473,398 Members | 2,389 Online
Bytes | Software Development & Data Engineering Community
Post Job

Home Posts Topics Members FAQ

Join Bytes to post your question to a community of 473,398 software developers and data experts.

Hashing function (possibly OT)

Hi,

I apologise in advance if this is off topic, but would appreciate any
pointers you chaps might be able to provide.

I'm relatively novice in the art of C so am after any suggestions about
implementing a very simple hash (or quasi hash)

I need to be able to store a counter and a timestamp for requests from
particular device MAC addresses (6 bytes, presented as xx:xx:xx:xx:xx:xx
where x is a hex digit), ideally in a dynamic data structure. Additionally I
need to be able to access the data quickly, hence my thoughts to use a
hashing function.

This may be naive but I'd thought to code something along the line of a tree
structure, with each octet representing a node holding 256 pointers to the
next set of nodes (from most significant to least significant octect) with
the last octect holding pointers to a simple record holding the data.

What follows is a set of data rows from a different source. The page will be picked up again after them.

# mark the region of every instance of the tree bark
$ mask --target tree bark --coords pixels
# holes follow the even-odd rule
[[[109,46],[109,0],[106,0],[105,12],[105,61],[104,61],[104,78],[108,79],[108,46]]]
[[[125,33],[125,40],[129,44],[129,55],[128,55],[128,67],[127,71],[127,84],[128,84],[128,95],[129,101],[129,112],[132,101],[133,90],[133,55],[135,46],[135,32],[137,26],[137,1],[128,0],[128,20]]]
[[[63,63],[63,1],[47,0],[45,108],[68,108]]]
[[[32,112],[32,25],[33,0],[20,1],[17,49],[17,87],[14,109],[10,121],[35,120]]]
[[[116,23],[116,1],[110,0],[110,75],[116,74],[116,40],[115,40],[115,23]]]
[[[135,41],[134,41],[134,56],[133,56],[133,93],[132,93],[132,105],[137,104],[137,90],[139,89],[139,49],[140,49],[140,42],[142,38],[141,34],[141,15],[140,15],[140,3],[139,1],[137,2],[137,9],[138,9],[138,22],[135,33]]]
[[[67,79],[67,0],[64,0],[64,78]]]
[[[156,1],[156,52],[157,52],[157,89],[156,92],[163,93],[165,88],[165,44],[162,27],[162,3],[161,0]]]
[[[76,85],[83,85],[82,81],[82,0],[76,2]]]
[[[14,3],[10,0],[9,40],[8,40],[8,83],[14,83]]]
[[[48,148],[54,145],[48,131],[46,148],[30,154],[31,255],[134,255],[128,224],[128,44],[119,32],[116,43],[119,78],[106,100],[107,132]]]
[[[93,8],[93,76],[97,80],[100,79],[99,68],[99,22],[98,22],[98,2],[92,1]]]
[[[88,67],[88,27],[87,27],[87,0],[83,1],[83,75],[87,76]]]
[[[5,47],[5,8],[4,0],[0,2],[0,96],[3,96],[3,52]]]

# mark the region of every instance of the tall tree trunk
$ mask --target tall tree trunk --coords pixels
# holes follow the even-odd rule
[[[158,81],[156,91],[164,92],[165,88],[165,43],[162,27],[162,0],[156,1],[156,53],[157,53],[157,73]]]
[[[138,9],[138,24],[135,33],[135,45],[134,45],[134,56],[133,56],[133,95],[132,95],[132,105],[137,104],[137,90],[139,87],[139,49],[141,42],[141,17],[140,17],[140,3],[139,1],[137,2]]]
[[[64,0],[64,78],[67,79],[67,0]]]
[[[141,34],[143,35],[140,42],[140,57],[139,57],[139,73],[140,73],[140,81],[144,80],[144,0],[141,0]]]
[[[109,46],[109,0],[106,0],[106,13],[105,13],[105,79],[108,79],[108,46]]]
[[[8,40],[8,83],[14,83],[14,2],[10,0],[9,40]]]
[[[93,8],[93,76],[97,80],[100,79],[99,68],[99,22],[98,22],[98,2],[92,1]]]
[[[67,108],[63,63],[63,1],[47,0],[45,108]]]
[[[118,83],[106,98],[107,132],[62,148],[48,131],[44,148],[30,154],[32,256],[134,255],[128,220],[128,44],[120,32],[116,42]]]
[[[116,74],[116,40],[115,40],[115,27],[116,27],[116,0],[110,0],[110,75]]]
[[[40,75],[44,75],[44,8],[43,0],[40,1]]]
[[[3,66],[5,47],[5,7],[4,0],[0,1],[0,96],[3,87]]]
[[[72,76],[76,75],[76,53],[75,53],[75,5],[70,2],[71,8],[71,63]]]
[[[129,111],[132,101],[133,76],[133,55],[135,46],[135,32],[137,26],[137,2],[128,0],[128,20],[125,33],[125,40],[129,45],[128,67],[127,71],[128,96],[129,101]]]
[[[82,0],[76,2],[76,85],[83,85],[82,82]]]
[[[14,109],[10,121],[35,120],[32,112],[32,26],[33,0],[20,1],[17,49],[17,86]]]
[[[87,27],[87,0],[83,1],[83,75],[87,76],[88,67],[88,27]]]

This would mean that at most i would need to traverse 6 tree nodes before
hitting the data whatever the volume of addresses.(?)

Does this seem feasible?

If so (and this is where I get unstuck :o)), in C i'd have a structure
defined as an array of 255 pointers, then allocate space for one of these
structures as I parse each octect of the mac address. I'm having difficulty
in defining the structures correctly so that the last but one octet
references the actual data rather than another set of node pointers.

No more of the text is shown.